The game was released for the X68000 in 1993. This version is almost identical to the original arcade version. The release contained an adapter for the Mega Drive controller, commonly known in Japan as the Chelnov Adapter (チェルノブアダプタ), and allowed the player to use the Mega Drive controller for many other X68000 games besides Chelnov.

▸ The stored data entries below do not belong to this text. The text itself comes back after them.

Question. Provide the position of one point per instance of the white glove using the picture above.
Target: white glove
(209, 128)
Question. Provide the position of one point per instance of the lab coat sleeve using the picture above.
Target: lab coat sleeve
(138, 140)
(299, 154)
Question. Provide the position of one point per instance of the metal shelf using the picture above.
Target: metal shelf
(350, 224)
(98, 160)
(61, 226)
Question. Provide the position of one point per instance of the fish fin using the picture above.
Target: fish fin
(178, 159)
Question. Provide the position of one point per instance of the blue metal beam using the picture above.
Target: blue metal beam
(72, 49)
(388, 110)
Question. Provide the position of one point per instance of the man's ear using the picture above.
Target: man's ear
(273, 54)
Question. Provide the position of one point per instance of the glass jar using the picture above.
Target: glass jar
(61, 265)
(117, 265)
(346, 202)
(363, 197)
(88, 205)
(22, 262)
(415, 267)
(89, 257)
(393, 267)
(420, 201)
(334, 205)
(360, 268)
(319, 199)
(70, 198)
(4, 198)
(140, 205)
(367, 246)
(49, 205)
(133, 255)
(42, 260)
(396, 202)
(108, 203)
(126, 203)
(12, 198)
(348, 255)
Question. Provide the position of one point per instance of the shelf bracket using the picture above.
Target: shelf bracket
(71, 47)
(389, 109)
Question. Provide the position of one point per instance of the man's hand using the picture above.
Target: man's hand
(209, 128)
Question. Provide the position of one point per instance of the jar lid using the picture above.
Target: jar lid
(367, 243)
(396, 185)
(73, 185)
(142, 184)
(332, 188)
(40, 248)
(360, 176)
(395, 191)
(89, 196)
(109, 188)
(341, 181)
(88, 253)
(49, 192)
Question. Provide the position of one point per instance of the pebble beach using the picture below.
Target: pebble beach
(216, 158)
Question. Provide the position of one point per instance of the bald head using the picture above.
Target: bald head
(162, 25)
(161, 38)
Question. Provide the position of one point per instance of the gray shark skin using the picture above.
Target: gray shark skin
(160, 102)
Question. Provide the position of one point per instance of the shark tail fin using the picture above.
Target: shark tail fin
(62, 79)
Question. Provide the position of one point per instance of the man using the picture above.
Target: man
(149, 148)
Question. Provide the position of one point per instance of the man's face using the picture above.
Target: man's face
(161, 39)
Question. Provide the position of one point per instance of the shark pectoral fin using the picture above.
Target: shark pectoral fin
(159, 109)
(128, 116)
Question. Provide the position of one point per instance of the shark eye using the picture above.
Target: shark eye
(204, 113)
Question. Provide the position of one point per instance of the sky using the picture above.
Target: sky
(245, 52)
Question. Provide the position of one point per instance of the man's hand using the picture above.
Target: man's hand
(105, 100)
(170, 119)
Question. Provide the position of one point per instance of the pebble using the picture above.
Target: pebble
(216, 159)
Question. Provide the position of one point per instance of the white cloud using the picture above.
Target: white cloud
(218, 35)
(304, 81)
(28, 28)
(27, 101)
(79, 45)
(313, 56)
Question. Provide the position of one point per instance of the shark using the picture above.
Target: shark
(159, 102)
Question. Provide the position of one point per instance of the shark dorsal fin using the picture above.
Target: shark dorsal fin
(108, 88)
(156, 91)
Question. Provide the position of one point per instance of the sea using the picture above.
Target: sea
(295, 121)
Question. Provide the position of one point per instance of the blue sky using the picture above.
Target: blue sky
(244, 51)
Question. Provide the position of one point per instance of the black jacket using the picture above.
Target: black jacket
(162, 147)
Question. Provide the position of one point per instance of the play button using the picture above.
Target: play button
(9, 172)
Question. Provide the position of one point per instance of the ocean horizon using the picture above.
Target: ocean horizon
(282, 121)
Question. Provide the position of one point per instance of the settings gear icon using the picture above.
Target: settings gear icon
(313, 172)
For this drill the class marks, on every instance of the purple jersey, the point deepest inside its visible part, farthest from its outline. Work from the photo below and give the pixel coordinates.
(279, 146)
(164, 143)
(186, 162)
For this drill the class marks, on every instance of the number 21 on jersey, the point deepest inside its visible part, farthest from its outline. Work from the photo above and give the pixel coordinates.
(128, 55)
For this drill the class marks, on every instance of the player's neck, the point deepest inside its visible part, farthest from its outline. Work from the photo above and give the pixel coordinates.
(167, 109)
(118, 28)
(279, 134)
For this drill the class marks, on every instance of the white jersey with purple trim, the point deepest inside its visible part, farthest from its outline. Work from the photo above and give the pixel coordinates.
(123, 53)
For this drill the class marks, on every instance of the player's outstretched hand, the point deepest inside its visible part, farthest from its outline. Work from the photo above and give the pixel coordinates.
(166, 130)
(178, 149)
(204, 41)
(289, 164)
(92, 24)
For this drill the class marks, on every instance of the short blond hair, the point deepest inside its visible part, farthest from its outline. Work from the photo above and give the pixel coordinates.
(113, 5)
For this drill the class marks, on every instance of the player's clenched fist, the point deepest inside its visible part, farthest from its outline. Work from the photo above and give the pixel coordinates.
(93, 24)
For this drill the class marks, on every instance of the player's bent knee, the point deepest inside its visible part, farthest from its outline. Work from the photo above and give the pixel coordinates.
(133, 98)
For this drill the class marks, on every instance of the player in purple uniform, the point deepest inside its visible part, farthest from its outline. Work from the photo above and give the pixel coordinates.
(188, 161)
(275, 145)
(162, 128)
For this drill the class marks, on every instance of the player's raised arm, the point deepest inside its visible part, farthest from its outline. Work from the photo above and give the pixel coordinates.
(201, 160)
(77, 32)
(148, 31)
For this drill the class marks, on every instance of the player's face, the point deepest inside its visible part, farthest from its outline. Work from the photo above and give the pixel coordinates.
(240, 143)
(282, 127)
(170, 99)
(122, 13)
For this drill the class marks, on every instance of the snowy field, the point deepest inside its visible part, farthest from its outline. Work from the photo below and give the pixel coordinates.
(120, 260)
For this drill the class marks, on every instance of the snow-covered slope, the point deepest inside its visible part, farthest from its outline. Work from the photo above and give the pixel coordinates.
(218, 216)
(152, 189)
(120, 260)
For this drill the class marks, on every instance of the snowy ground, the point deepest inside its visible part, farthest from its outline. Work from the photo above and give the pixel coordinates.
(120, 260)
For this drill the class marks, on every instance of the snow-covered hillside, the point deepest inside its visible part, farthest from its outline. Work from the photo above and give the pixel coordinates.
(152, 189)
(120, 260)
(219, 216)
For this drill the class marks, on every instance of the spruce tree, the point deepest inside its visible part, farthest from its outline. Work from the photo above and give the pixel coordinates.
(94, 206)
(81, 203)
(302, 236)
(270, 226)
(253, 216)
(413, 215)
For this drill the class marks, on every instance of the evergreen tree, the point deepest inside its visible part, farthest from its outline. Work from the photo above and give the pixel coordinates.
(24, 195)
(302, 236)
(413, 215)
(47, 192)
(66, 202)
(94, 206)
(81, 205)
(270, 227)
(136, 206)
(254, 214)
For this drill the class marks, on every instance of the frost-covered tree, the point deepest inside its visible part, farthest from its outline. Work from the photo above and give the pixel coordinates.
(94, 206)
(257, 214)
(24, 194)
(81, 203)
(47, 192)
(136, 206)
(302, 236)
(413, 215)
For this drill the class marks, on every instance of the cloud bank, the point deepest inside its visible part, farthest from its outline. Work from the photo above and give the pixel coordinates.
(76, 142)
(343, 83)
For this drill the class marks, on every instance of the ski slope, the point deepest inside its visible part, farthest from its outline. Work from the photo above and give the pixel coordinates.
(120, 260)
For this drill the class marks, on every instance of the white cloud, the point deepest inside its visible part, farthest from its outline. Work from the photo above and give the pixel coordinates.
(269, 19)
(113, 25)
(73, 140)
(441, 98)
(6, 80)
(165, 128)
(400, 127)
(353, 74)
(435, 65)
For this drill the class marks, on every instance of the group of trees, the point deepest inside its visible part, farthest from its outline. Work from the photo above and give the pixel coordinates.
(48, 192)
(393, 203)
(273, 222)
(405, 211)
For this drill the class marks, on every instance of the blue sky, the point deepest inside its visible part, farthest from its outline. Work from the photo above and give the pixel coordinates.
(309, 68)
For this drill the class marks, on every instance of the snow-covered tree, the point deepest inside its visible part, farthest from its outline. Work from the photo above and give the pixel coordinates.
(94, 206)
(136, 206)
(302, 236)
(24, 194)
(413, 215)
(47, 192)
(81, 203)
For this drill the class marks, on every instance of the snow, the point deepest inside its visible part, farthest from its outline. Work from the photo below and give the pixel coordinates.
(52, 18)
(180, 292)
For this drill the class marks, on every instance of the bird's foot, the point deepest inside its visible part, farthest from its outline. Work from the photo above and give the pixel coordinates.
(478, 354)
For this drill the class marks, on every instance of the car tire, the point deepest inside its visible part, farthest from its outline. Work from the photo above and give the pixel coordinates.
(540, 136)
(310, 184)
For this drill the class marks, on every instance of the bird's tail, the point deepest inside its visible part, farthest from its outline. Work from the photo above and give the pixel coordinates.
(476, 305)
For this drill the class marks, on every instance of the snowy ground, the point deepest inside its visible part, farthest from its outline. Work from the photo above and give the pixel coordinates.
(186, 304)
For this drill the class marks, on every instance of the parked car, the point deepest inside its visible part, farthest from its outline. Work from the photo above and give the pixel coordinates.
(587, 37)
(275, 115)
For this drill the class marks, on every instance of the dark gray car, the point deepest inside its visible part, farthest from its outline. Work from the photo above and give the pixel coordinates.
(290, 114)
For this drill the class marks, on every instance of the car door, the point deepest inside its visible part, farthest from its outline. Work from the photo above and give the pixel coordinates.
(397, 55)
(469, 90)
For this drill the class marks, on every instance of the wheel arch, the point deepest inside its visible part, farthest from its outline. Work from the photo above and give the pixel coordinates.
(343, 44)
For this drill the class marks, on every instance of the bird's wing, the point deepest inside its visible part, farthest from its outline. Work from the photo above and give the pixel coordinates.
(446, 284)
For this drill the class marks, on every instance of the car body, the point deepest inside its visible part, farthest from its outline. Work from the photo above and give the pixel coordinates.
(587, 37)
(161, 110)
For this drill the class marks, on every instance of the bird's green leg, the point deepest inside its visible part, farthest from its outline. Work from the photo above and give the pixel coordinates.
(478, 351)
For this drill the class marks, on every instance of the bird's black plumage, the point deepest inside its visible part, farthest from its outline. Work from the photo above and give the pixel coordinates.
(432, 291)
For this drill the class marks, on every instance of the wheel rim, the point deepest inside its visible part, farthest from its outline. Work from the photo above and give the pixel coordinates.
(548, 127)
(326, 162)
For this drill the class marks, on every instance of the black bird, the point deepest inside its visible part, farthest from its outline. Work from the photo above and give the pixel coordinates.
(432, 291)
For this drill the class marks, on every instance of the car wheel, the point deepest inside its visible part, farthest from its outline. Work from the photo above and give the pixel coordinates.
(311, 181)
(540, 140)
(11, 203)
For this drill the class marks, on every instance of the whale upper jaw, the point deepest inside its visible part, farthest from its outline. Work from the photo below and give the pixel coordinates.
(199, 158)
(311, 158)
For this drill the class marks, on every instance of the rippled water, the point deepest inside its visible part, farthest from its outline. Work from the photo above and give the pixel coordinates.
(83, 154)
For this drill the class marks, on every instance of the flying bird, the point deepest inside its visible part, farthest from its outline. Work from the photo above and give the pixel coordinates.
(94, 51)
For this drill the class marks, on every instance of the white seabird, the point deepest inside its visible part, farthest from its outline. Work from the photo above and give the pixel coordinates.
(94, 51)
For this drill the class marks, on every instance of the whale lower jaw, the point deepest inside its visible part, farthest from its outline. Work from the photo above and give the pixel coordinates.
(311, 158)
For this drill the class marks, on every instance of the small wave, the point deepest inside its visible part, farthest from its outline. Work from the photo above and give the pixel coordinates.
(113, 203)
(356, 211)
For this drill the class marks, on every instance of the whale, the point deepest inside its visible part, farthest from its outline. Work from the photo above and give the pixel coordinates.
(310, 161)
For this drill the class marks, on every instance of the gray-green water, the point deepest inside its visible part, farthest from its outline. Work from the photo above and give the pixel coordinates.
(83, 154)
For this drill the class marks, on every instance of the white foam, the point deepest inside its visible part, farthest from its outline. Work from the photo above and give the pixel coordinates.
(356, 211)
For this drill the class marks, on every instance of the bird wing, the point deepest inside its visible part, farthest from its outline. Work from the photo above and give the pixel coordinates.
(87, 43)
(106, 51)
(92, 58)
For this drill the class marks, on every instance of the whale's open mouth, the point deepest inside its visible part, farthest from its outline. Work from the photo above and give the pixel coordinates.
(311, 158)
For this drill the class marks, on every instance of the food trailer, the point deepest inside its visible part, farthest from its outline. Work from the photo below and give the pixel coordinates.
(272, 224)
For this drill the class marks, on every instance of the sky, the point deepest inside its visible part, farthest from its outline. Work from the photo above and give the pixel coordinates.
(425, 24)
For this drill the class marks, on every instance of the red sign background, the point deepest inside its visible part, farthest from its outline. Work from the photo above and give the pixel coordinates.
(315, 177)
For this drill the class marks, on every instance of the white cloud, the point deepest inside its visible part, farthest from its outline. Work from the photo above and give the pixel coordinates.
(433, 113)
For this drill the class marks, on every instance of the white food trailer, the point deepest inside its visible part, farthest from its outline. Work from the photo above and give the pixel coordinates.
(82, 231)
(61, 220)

A port to the Sega Saturn was planned and developed, but was never released to consumers. A version of it appeared in the Tokyo Game Show and several game stores in Akihabara around 1997, but its release was cancelled by Data East for unknown reasons. A fully playable prototype of the Sega Saturn version was found in 2012. The Saturn prototype is a duplicate of the 1988 arcade game but lacks sound effects, though the music is still present.

== Reception ==
In Japan, Game Machine listed Atomic Runner Chelnov as the thirteenth most successful table arcade unit of February 1988.

==Legacy==
Chelnov also appears as an enemy character in Trio The Punch, Tumblepop (1991), and Fighter's History: Mizoguchi Kiki Ippatsu!! (1995), and can be seen being transported in a frozen container on a freight train in Bad Dudes Vs. DragonNinja (1988). In Sly Spy (1989), a poster showing Chelnov can be seen at the beginning of Stage 4. He can also be seen in Windjammers 2 (2020), as a member of the crowd on the Ring stage.